Distinguishing traditional IRAs from Roths
There are two basic types of IRAs: the traditional IRA and the Roth IRA. With either one, the deadline for contributions for the 2017 tax year is April 17, 2018. There are no extensions for making IRA contributions for 2017, even if you obtain an extension for filing your return (see “Do You Need More Time to File?”).
It is important to know the similarities and distinctions of the two types of IRAs. For starters, the annual limit for contributions to either IRA for the 2017 tax year is $5,500. (It remains the same in 2018.) Plus, you can add another $1,000 if you are age 50 or older. There is no current tax on the contributions’ earnings within any account.
Generally, you can contribute to an IRA if you receive earnings or other compensation from a job. However, the ability to contribute to a Roth IRA is limited or eliminated for certain high-income taxpayers. Here are the other main differences to keep in mind:
1. Traditional IRAs: Contributions may be wholly or partially deductible. But deductions are phased out if your modified adjusted gross income (MAGI) exceeds a specified level and you (or your spouse, if you are married) are an active participant in an employer-sponsored retirement plan. Therefore, for many individuals, no part of the contribution to a traditional IRA is tax-deductible.
When you receive distributions from a traditional IRA, you are taxed at ordinary income tax rates on the portion representing deductible contributions and earnings. In addition, you will have to pay a 10% penalty tax on withdrawals made before age 59½ unless one of the special tax law exceptions applies.
2. Roth IRAs: Unlike contributions to a traditional IRA, contributions to a Roth are never tax-deductible, regardless of your MAGI. But there is a potential payoff on the back end that you cannot realize with a traditional IRA: Qualified distributions from a Roth in existence for at least five years are 100% tax-free. For this purpose, qualified distributions include withdrawals made after age 59½, those made on account of death or disability, or those used to pay qualified first-time homebuyer expenses (up to a lifetime limit of $10,000).

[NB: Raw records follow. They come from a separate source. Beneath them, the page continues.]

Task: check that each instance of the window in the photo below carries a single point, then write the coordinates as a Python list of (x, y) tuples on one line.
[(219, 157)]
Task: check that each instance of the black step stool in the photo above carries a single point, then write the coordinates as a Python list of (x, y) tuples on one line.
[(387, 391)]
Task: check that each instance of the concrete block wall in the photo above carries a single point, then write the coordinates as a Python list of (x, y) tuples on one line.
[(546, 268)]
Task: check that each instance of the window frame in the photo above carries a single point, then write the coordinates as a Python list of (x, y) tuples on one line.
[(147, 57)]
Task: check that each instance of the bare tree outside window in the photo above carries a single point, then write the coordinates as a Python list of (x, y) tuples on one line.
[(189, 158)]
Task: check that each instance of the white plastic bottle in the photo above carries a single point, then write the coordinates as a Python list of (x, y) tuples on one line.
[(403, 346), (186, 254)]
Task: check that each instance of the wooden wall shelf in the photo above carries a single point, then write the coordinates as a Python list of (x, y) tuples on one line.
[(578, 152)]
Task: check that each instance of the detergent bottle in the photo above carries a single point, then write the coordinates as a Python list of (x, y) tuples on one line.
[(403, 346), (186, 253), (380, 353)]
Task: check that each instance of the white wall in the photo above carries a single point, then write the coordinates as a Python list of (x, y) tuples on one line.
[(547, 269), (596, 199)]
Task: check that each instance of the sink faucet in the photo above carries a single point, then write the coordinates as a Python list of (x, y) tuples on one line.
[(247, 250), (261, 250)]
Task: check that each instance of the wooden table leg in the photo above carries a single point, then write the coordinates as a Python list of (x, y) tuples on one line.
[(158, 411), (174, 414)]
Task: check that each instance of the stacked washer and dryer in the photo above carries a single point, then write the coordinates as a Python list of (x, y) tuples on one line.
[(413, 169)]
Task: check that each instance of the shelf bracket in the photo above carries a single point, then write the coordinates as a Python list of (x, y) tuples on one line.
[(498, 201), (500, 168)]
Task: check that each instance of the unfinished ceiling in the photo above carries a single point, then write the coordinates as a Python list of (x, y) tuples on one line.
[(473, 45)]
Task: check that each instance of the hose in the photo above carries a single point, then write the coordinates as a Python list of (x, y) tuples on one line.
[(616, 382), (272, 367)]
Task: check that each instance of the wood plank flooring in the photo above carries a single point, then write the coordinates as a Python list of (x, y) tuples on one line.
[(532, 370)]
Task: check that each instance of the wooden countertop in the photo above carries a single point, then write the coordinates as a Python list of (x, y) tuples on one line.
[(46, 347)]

Other distributions are taxed as ordinary income under “ordering rules.” Contributions are treated as coming out first, followed by conversion and rollover amounts and then earnings. Thus, even if you do not receive qualified distributions, part or all of the payout may be tax-free.
Due to the lure of tax-free distributions, you might consider converting some or all of the funds in your traditional IRA to a Roth IRA. But be aware that the conversion itself is taxable at ordinary income rates, just like a withdrawal. Also, if you must use funds being transferred to pay the resulting conversion tax, it will dilute some of the tax benefit.
Which type of IRA is best for you? It depends on a number of variables, such as your current and future expected tax rates and your personal circumstances. Rely on your professional advisers to provide guidance.